Born into a creative Tamworth family, Cousens’ passion for performing arts was nurtured during his six years boarding at TAS, where he performed in everything from Gilbert & Sullivan operettas to serious drama.
“I shall always be grateful to TAS, not only for the opportunities and encouragement it gave me in music and drama, but also for the values it inculcated in preparation for a rewarding life,” he said.
Cousens –who is also executive producer and has a cameo in Freedom, which also stars his daughter Daisy – said he was inspired by the subject matter, which tells the story of two men separated by 100 years who are united in their search for freedom.

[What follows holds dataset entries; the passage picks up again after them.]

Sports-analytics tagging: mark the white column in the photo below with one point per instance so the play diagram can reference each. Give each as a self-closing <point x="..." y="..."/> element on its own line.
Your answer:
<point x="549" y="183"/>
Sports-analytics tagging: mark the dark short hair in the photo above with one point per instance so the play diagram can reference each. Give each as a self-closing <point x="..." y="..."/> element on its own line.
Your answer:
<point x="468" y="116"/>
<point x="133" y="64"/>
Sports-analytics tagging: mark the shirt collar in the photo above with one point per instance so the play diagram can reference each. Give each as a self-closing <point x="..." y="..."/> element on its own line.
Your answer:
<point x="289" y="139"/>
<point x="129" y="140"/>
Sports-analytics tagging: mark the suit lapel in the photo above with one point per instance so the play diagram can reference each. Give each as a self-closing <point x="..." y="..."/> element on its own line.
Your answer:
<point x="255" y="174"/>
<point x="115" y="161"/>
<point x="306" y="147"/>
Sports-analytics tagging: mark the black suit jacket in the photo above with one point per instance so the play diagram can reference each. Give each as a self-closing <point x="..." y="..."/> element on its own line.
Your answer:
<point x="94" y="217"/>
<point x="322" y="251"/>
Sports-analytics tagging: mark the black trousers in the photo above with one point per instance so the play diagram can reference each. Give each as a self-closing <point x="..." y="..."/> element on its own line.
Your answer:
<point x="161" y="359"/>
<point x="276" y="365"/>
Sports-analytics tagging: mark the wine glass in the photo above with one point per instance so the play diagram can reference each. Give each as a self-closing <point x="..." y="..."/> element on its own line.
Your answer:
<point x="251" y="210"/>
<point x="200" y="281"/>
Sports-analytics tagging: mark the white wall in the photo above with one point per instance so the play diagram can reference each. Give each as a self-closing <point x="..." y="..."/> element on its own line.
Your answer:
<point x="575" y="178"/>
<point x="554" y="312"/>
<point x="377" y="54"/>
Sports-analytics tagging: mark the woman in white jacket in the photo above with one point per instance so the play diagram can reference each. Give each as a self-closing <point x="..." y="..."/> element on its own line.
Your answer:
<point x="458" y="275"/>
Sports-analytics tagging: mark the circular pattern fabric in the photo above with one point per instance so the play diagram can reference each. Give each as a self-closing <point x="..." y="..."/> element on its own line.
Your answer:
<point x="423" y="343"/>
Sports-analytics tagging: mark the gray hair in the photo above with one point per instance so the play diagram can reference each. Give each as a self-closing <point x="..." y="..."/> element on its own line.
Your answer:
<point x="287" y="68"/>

In 1856 a slave, Samuel Woodward (Cuba Gooding Jr.) and his family, escape from the Monroe Plantation near Richmond, Virginia. A secret network of ordinary people known as the Underground Railroad guide the family on their journey north to Canada. They are relentlessly pursued by the notorious slave hunter Plimpton (William Sadler). Hunted like a dog and haunted by the unthinkable suffering he and his forbears have endured, Samuel is forced to decide between revenge or freedom.
One hundred years earlier in 1748, John Newton the Captain of a slave trader sails from Africa with a cargo of slaves, bound for America. On board is Samuel’s great grandfather whose survival is tied to the fate of Captain Newton. The voyage changes Newton’s life forever and he creates a legacy that will inspire Samuel and the lives of millions for generations to come.
“I wanted to infiltrate American filmmaking and try and make films that change people’s lives, by reaching a whole lot of people in a very powerful way.”
Freedom opens in Australia on 21 August, with screenings in his hometown of Tamworth. Armidale audiences will be treated to the film screening at the Belgrave Cinema 22-23 August.